Руки деда еще крепче сжали мои руки.
– Ты точно решила перебраться в Австралию?
– Да. Думаю, мы отлично поладим. Будем держаться вместе. Как-никак, а мы с тобой последние в семье Мерсер. Уцелели, одним словом.
– Все так. Хотя я никогда не хотел, чтобы ты, Келено, чувствовала себя чем-то обязанной – мне или собственному прошлому, неважно. Если у тебя в Лондоне есть какая-то своя жизнь, не рви эти нити, руководствуясь тем, что у тебя есть какие-то долги перед прошлым. Прошлое осталось в прошлом. А сейчас нужно жить будущим. Будущее – вот что важно сегодня.
– Я понимаю, я все понимаю. Но знаешь, здесь я чувствую себя среди своих. Я часть этой земли, – ответила я с такой уверенностью, которой никогда ранее не испытывала. – И прошлое – это тоже часть меня. Можно сказать, я сама вышла из прошлого.

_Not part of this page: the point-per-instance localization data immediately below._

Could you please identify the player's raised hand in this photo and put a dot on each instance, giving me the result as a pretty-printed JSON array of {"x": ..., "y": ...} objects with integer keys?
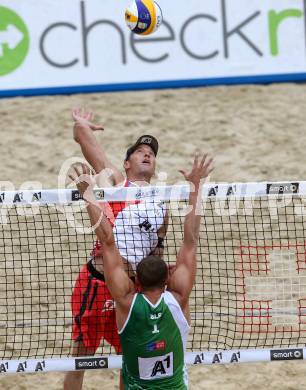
[
  {"x": 201, "y": 169},
  {"x": 80, "y": 175},
  {"x": 85, "y": 118}
]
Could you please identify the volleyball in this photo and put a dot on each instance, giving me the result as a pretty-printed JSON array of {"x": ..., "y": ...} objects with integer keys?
[{"x": 143, "y": 17}]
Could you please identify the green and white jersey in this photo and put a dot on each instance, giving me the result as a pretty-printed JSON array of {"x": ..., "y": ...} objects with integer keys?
[{"x": 153, "y": 341}]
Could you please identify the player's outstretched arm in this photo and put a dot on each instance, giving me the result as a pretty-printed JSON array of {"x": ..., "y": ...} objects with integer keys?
[
  {"x": 182, "y": 279},
  {"x": 83, "y": 134},
  {"x": 118, "y": 283}
]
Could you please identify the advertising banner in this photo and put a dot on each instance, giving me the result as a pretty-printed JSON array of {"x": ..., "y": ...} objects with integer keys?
[{"x": 55, "y": 46}]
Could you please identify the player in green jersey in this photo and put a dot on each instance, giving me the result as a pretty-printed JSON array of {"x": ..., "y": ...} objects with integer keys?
[{"x": 154, "y": 322}]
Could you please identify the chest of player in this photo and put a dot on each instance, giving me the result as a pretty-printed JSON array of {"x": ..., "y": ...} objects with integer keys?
[{"x": 143, "y": 217}]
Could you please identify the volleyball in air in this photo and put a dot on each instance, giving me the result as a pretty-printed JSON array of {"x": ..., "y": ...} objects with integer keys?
[{"x": 143, "y": 17}]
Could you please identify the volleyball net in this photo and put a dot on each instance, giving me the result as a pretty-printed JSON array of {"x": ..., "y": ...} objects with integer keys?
[{"x": 248, "y": 303}]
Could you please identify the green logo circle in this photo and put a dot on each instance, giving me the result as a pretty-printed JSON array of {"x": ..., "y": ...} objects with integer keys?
[{"x": 14, "y": 41}]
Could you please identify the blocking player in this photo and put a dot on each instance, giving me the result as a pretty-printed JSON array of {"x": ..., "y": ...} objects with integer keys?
[
  {"x": 154, "y": 322},
  {"x": 139, "y": 229}
]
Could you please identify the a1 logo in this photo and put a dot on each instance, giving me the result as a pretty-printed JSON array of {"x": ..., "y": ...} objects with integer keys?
[{"x": 14, "y": 41}]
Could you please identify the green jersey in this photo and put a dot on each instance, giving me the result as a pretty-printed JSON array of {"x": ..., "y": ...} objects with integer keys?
[{"x": 153, "y": 341}]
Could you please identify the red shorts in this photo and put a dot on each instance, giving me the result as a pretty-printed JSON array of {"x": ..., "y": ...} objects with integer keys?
[{"x": 93, "y": 310}]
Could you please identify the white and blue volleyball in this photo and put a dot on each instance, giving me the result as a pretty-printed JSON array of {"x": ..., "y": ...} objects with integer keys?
[{"x": 143, "y": 17}]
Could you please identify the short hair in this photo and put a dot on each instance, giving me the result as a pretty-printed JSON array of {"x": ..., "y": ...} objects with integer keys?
[{"x": 152, "y": 272}]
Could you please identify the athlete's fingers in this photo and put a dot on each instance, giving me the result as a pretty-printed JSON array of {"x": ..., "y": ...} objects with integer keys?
[{"x": 209, "y": 167}]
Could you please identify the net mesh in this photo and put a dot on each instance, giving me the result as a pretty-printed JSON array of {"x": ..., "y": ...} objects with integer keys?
[{"x": 250, "y": 289}]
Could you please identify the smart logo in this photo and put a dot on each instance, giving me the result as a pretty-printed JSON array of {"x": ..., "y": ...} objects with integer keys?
[{"x": 14, "y": 41}]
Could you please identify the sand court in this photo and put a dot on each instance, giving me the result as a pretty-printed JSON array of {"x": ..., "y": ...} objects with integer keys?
[{"x": 255, "y": 132}]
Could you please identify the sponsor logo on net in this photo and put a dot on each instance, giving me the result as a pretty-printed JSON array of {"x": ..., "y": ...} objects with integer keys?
[
  {"x": 286, "y": 354},
  {"x": 91, "y": 363}
]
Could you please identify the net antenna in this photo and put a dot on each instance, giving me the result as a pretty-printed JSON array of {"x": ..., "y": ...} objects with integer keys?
[{"x": 248, "y": 303}]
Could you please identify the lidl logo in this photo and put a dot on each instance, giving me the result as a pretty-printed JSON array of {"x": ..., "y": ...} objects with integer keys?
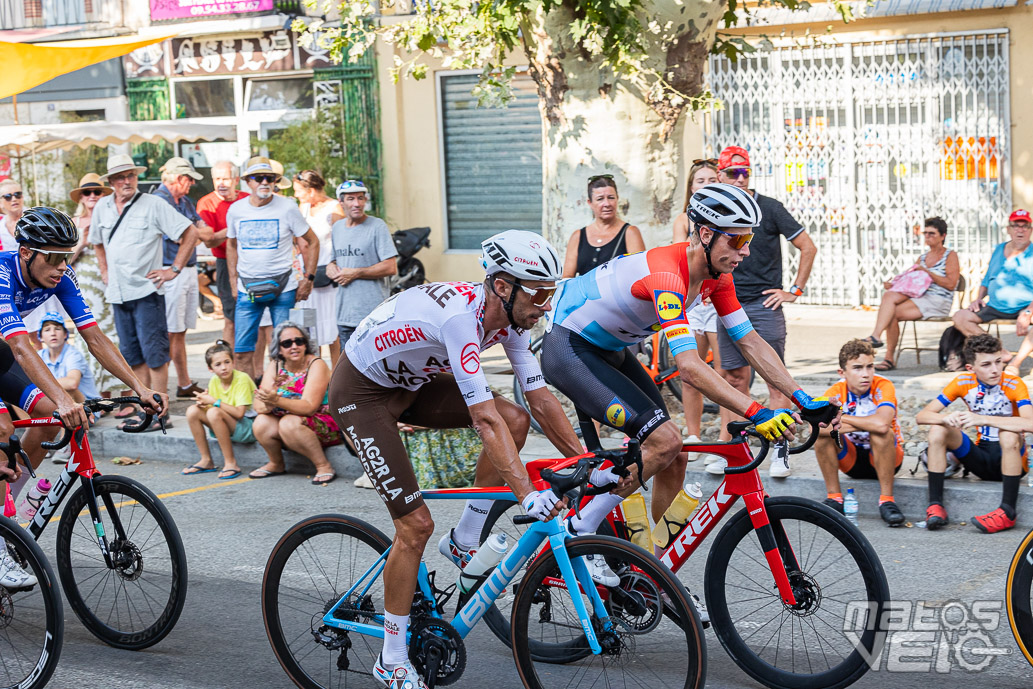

На следующее утро я проснулась с тяжелой головой, словно с похмелья. Избыток информации подействовал на меня, как алкоголь. Я лежала в комнате с красивыми занавесками в цветочек, под самодельным лоскутным одеялом, которое наверняка смастерили умелые руки моей бабушки. Можно только догадываться, сколько душных ночей провела Сара за своей машинкой здесь, в Алисе, пока шила это одеяло.
Я закрыла глаза и снова подумала о своем спонтанном решении, которое вчера озвучила деду. А потом вдруг вспомнила, какой дивный сон мне приснился минувшей ночью, и тут же почувствовала легкое покалывание в кончиках пальцев на руках. Будто все моя боль, вся моя злость, все мои страхи и беспокойство, все это внезапно захотело вырваться наружу, чтобы не отравлять меня и далее своим ядом.